# vector_alg_development

The purpose of this notebook is to develop practice versions of
an algorithm to convert strings to vectors in a way that
converts string edit distance to Euclidean distance.

## Imports

In [37]:
# Standard library imports
import random

# Third party libraries
import faiss
import numpy as np

## 1. Simply respect replacement distance

The first vectorization should give us exactly
edit distance in Euclidean distance. This is actually
impossible with one coordinate per base, so we'll
use 3 (you need n-1 dimenions for an alphabet of size n).

In [2]:
one_over_root_2 = 1 / np.sqrt(2)

In [3]:
one_over_root_2

0.7071067811865475

In [4]:
# These points are the vertices of a regular tetrahedron centered at the origin.
# I found these values here:
# https://en.wikipedia.org/wiki/Tetrahedron#Coordinates_for_a_regular_tetrahedron
base_vecs = [
    np.array([ 1,  0,  one_over_root_2]),
    np.array([-1,  0,  one_over_root_2]),
    np.array([ 0,  1, -one_over_root_2]),
    np.array([ 0, -1, -one_over_root_2])
]

In [5]:
def dist(a, b):
    return np.linalg.norm(a - b)

In [11]:
# Confirm the base vectors are equidistant.
for i in range(4):
    for j in range(i + 1, 4):
        print(f'{dist(base_vecs[i], base_vecs[j]):.2f}')

2.00
2.00
2.00
2.00
2.00
2.00


In [12]:
np.concatenate([[1, 2], [3, 4]])

array([1, 2, 3, 4])

In [14]:
list('ACGT').index('C')

1

In [15]:
# Convert a string to a vector.
# Each character in s will be come three coordinates in the output string.
# It's expected that s is a string from the alphabet 'ACGT'.
def vec1(s):
    return np.concatenate([base_vecs[list('ACGT').index(let)] for let in s])

In [20]:
vecs = [vec1('ACGT'), vec1('ACTT'), vec1('ACGA')]

In [21]:
# Check pair-wise distances.
for i in range(3):
    for j in range(i + 1, 3):
        print(f'{dist(vecs[i], vecs[j]):.2f}')

2.00
2.00
2.83


In [22]:
# That's good.

## 2. Remember how to use faiss

In this section, I plan to set up and query a vector index.
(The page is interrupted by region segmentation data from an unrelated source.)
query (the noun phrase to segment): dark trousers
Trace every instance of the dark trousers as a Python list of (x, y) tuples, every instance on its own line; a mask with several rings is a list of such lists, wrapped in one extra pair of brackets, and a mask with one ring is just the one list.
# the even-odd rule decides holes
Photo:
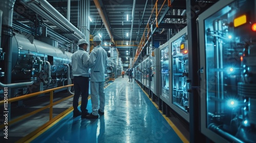
[(89, 95), (89, 78), (82, 76), (74, 77), (74, 88), (75, 89), (75, 94), (73, 99), (74, 112), (77, 113), (79, 111), (77, 107), (80, 95), (82, 97), (80, 108), (82, 114), (88, 112), (88, 110), (86, 107)]
[(129, 81), (130, 81), (131, 80), (132, 80), (132, 81), (133, 81), (133, 76), (132, 76), (132, 74), (129, 76)]

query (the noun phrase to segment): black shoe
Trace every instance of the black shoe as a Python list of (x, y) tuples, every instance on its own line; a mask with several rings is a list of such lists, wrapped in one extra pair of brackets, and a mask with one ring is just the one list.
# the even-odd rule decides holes
[(91, 113), (88, 115), (86, 117), (86, 118), (99, 118), (99, 115), (94, 115), (93, 113)]
[(98, 111), (98, 113), (99, 113), (99, 114), (100, 115), (104, 115), (104, 112), (100, 111), (99, 110)]
[(73, 112), (73, 117), (77, 117), (78, 116), (79, 116), (81, 115), (81, 111), (79, 111), (79, 112)]
[(86, 117), (86, 116), (87, 115), (90, 115), (90, 113), (88, 113), (88, 112), (86, 112), (86, 113), (82, 113), (81, 115), (81, 118), (87, 118)]

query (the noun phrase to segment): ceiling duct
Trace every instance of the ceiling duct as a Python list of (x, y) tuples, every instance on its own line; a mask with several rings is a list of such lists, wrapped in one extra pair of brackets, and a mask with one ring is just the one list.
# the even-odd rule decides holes
[(29, 7), (35, 12), (39, 14), (45, 19), (55, 25), (64, 32), (72, 32), (74, 33), (66, 34), (67, 37), (78, 41), (80, 39), (86, 38), (86, 36), (69, 20), (63, 16), (58, 11), (53, 7), (46, 0), (35, 0), (32, 2), (22, 0), (21, 3)]

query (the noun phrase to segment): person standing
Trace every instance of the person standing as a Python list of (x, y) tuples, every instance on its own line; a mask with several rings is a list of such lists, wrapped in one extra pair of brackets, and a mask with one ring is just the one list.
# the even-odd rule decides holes
[(124, 76), (124, 70), (122, 71), (122, 76), (123, 76), (123, 76)]
[[(71, 57), (72, 74), (74, 76), (74, 88), (75, 94), (73, 100), (74, 108), (73, 117), (81, 115), (81, 118), (85, 118), (88, 115), (87, 109), (89, 94), (89, 67), (88, 60), (89, 54), (87, 48), (89, 44), (86, 39), (81, 39), (78, 41), (78, 50), (73, 54)], [(81, 96), (81, 111), (78, 109), (78, 101)]]
[(133, 68), (130, 68), (129, 69), (129, 81), (132, 80), (133, 81)]
[(101, 46), (101, 40), (98, 36), (93, 38), (94, 47), (91, 53), (88, 65), (91, 68), (91, 100), (92, 112), (87, 118), (97, 118), (98, 115), (104, 114), (105, 92), (104, 73), (108, 65), (108, 54)]

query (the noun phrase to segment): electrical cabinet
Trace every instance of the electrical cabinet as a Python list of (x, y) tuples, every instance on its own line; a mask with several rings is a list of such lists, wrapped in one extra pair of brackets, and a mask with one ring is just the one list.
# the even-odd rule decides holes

My plan is to make a list of random vectors, index them, and check that
I can successfully retrieve them even if I make small changes to the
query vector.

In [31]:
# This is the dimension I'll use for the test vectors.
dimn = 10

In [34]:
# Make 1,000 random vectors.
rand_vecs = np.random.rand(1_000, dimn)

In [36]:
# Build the index.
vec_index = faiss.IndexFlatL2(dimn)
vec_index.add(rand_vecs)

In [50]:
# Confirm that exact lookups work.
for _ in range(3):
    idx = random.randint(0, 999)
    distances, indices = vec_index.search(rand_vecs[idx].reshape(1, -1), 5)
    print(idx, indices, distances)

142 [[142 553 512 346 927]] [[0.         0.33740926 0.37946406 0.43927175 0.45978835]]
52 [[ 52 340 118 521 355]] [[0.         0.30508032 0.35074192 0.4079569  0.41953716]]
377 [[377 867 839 638 502]] [[0.         0.39025795 0.51106936 0.5268204  0.54613125]]


In [51]:
# That looks like it's working correctly to me.